The head of the Russian Ministry of Finance, Anton Siluanov, at a meeting with international investors on the margins of the Spring Session of the International Monetary Fund (IMF) spoke about the “Plan B” that Moscow is preparing to counter possible sanctions against state banks and Russian government debt.
According to Siluanov, after the meeting, the journalists were interested in what would happen if they imposed sanctions on the banking sector.
“I constantly say that if sanctions are imposed on banks with state participation (the question of such sanctions decisions is completely understandable – to create instability, destabilization in Russia), then the government and the Bank of Russia have the tools and all the possibilities to , support all customers, provide them with full payments, cash, non-cash, in dollars and in national currency. Both the central bank and the government will be connected here. Therefore, we will react, ”said the Minister, recognizing that the imposition of such sanctions would be unpleasant.

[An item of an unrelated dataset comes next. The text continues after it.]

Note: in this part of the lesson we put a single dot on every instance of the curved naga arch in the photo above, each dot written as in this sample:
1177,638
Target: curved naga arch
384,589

According to Siluanov, the Russian economy has reserves to withstand these restrictions.
“We now have two risks with regard to sanctions: this is the debt (restrictions on the new debt and on the circulation of the old government debt) and five state banks. I see these two serious risks. If they are implemented, of course, it will be unpleasant for us, ”he noted.

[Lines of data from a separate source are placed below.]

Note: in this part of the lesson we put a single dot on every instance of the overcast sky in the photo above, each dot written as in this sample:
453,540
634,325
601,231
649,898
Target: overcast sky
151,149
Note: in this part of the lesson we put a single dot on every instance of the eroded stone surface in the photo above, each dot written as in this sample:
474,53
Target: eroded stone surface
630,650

“But on duty, if foreigners“ fled ”two years ago (from Russian government bonds), they were replaced by our domestic ones. Now (foreigners) again “run” in our papers. If again they will “run away” (because of the new sanctions), we finally have budgetary remnants, we will definitely hold out for a year. Even on these balances, without borrowing. In the following years, we will look, we have accumulated reserves, (the funds have grown) of the National Welfare Fund, ”said the head of the Ministry of Finance.
At the same time, Siluanov did not rule out, in case of a decrease in oil prices, the National Wealth Fund may also be involved.
He also did not rule out that in case of “flight” of foreign investors from Russian government bonds, Moscow will be able to borrow money in the domestic market, albeit at higher rates.
“As for banks, here it is simply necessary to ensure the fulfillment of all their obligations. We have a list of decisions that need to be taken in case of such sanctions, ”he added.
In early April, a bill was passed to the US Congress, which, in particular, implies the blocking of assets in the United States by “two or more” major Russian banks for the “interference” of Moscow in the American elections.
Sberbank, VTB, VEB, Russian Agricultural Bank and Gazprombank may be subject to restrictions. The draft also provides for a softer measure: tightening or banning the opening of correspondent accounts with these banks in the United States. In addition, the document proposes a ban on transactions with Russian sovereign debt and on any investments in the energy sector (primarily, in oil and gas production) – both for Americans and for foreign citizens.
The law states that similar sanctions against Russia should be imposed by European countries. The strategy for joint work with the EU, the US president will have to send to Congress within 180 days after the entry into force of the law.
In March, the US Department of Justice published the main findings of Special Prosecutor Robert Muller following a nearly two-year “Russian investigation” – a case about “Moscow’s interference in the American elections” and “Trump’s conspiracy with Russia.”
Muller accused a group of Russian citizens of interfering in the US elections in 2016. It is emphasized that neither Trump nor his team in collusion with Russia were not.
In the Kremlin, the accusations against Moscow were described as untenable and groundless.